Re: ABI guarantees

From: Jan Bramkamp <crest_at_rlwinm.de>
Date: Tue, 19 Aug 2025 11:51:06 UTC
On 15.08.25 08:25, Konstantin Belousov wrote:
> I think that now is the time to discuss the project ABI stability guarantees
> that we provide for the system as the whole.  My personal opinion always is
> that FreeBSD should aim at providing the perfect compatibility.  This can
> be formulated at two levels:
> - from high level view, an app depending on the base library or kernel
>    feature, should never break.
> - a view from the low side would list the technical aspects of things,
>    that allows to provide the guarantee of the high level view.
>
> We have a lot of facilities to allow the base system evolution while still
> having the stability of interfaces.  I might try to enumerate all that
> features, below is incomplete but representative list of examples:
> - versioning of dsos, both as dso version, and fine-grained symbol versions
> - definition of boundaries, where we provide the binary consumers a view
>    on implementation  (e.g. syscall interfaces, kernel compat syscalls).
> - rtld tricks to provide expected execution environments from older
>    releases on modern systems.
> - kernel support for old binaries formats, older p_osrel, ELF notes to
>    record compilation environment of the binary, etc.
> But the complete list of low level features to handle ABI stability while
> evolving, is not the point.  The users really only care about the high
> level view, they need ability to run the old binaries on their modern
> systems.
>
> So, do we as the project strive to fullfill this goal?  Note that ABI compat
> is not a grading scale: if system fail running some binary, then the compat
> failed.  This is why the feature is hard, in addition to the lot of subtle
> technical details to care about, there needs to be a constistent efforts
> to properly maintain it.

Aiming for perfection will slow progress to a crawl and calcify the system.

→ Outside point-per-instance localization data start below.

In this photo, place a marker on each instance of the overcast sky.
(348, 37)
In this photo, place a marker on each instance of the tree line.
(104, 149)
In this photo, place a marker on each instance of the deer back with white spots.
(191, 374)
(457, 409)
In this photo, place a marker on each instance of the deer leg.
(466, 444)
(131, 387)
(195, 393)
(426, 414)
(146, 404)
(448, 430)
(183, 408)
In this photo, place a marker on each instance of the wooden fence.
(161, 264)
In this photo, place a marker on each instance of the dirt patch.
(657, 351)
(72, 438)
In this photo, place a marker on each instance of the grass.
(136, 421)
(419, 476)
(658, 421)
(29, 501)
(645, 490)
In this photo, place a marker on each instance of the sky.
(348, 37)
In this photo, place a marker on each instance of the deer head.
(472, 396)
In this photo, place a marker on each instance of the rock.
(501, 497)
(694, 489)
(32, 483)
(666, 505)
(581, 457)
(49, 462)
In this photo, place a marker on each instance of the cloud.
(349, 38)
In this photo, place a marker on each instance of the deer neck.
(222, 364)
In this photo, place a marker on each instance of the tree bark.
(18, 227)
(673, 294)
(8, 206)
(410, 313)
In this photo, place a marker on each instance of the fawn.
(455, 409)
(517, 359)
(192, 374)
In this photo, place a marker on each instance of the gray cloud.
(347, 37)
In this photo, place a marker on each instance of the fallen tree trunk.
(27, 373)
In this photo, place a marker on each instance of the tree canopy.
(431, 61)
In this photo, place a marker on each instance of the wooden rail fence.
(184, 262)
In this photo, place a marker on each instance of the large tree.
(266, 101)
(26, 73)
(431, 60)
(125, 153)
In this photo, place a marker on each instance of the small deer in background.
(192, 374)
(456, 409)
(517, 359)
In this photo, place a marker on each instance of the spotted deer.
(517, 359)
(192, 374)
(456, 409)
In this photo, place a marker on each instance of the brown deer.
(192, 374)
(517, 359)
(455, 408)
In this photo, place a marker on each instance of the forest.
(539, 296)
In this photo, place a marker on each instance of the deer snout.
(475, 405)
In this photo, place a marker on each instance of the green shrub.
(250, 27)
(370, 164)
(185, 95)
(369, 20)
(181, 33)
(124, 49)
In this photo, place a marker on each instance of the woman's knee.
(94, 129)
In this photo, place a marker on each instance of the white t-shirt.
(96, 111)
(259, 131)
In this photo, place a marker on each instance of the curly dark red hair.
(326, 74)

I would argue that there is a grading scale. It matters what stops 
working and how.

* Does an application no longer link?

* Does it stop being usable (at runtime)?

* Did we just restrict the feature set offered by the base system e.g. 
remove one of may ciphers?

Also what type of command was it?

* Did we break basic userland command like ls, netstat, ifconfig?

* Did the way PF loads rules at the syscall level change, but the libpf 
ABI was kept stable? What's the stable ABI boundary?

* Did we "just" change a RAID card or NIC driver and now the old low 
level driver specific tool doesn't work anymore (e.g. driver and 
firmware update utility have be in sync)?


> I am asking about the project goal because the common theme of several
> recent commits or, put it differently, breakage from them, were ABI
> breakage.  If we care, then we need to care more.  If not, then the
> policy should be clearly formulated and the burden ease on the developers.
>
> I do hope that we would continue care about ABI. Of course with our resources
> we cannot be perfect at level of Windows, but we can do much better than
> we do now.
>
> The stability (as in ABI stability) was one of the features of FreeBSD
> that was the reason to use and care about it as the main personal
> computing platform. I expect that a lot of users also depend on this
> aspect, judging by the reaction to the broken stuff (and some non-public
> feedback on things like iBCS2 compat removal etc).

I would argue that if you bypass libc and libsys while writing you're 
own language runtime you don't get to complain about non-malicious breakage.

What makes the current breakage in -CURRENT so damn annoying for 
developers dog-fooding FreeBSD is how slow the ports build cluster is to 
catch up after necessarily breaking changes like switching the default 
Kerberos implementation or importing a new OpenSSL version. The official 
packages repositories have been severely broken for about a month now.

I want the official build infrastructure to build AMD64 and ARM64 
-CURRENT more frequently and release repositories for both base and 
ports in sync.

I don't want to to run my own beefy build infrastructure just to 
regression tests on -CURRENT.

By making it such a pain in the ass to run -CURRENT we all but guarantee 
a bad .0 release with lots of easy to find and fix bugs.